Australian ICT industry growth is being constrained by skills shortages in key industry sectors, along with a downturn in telecommunications employment and research & development (R&D) spending, according to an Australian Computer Society (ACS) report released today.
The ACS ICT Industry Report, conducted for the ACS by the Centre for Innovative Industries Economic Research Inc (CIIER), provides an overview of the Australian ICT industry as of December 2007.
The primary mechanism that is used to provide the data for this report is a regular survey of ICT companies in Australia.
ACS president Kumar Parakala said the primary concern identified by the ACS Industry Report was that ICT skills shortages are now negatively impacting ICT industry performance.
Parakala said this will have significant economic flow-on effects for Australian business at a time when global industry growth is paramount.
"The report provides a significant overview of the current state of the ICT industry and its impact on other industry sectors," he said.
"Of the 514,000 ICT professionals currently working in Australia, more than 268,000 work directly in the ICT industry, supplying goods and services to every sector of the economy.
"Findings suggest that employment volatility is declining, vacancies are up to record highs and employment growth is slowing."
There are three key factors creating significant pressure on the ICT industry performance - a downtrend in telecommunications employment, a reduction in the number of Australian ICT companies in the market, and a continued decline in R&D spending.
The total number of ICT workers in Australia is 514,000 with the total number of employees at 268,000.
Revenue generated by the ICT industry totals $84.3 billion while R&D totals $600 million.
Other findings from the report show the level of female participation in the ICT technical and professional workforce is just under 30 per cent of the total workforce.

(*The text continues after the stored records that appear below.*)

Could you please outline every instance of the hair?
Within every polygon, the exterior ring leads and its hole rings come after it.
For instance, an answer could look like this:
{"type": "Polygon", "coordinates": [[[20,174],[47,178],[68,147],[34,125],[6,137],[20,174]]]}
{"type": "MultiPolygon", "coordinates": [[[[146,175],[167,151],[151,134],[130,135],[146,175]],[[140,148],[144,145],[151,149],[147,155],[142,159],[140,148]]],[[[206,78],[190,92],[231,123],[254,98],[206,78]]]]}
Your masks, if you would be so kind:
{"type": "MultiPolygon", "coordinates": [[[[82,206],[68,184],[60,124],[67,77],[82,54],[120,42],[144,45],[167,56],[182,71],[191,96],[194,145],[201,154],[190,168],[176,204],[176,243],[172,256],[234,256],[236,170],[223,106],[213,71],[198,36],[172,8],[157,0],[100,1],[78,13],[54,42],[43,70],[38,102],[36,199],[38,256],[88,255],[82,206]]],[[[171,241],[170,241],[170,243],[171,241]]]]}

ICT employment growth since 2003 in Western Australia stands at 42 per cent, in Queensland it is 31 per cent, Victoria 22 per cent and NSW is 16 per cent compared to only 12 per cent in the Northern Territory, nine per cent in Tasmania and four per cent in South Australia.
Moreover, it is a truly SME-driven industry with over 96 per cent of software and computer services firms small to micro-sized.
Parakala said some of the report's findings raise concerns for the future of the ICT industry and overall economic prosperity.
"While Western Australia and Queensland continue to grow in ICT employment faster than non-mining states, the pace of growth has begun to slow in WA in the last six months," he said.
"ICT underpins so many areas of our national growth and productivity Australia's ICT priorities must be top of mind if Australia is to maintain its globally competitive position.
"This includes encouraging more people to enter or re-enter the ICT workforce, particularly women and older workers. It's important for industry and government to collaborate on creating a sustainable ICT ecosystem that will help manage and grow the ICT workforce."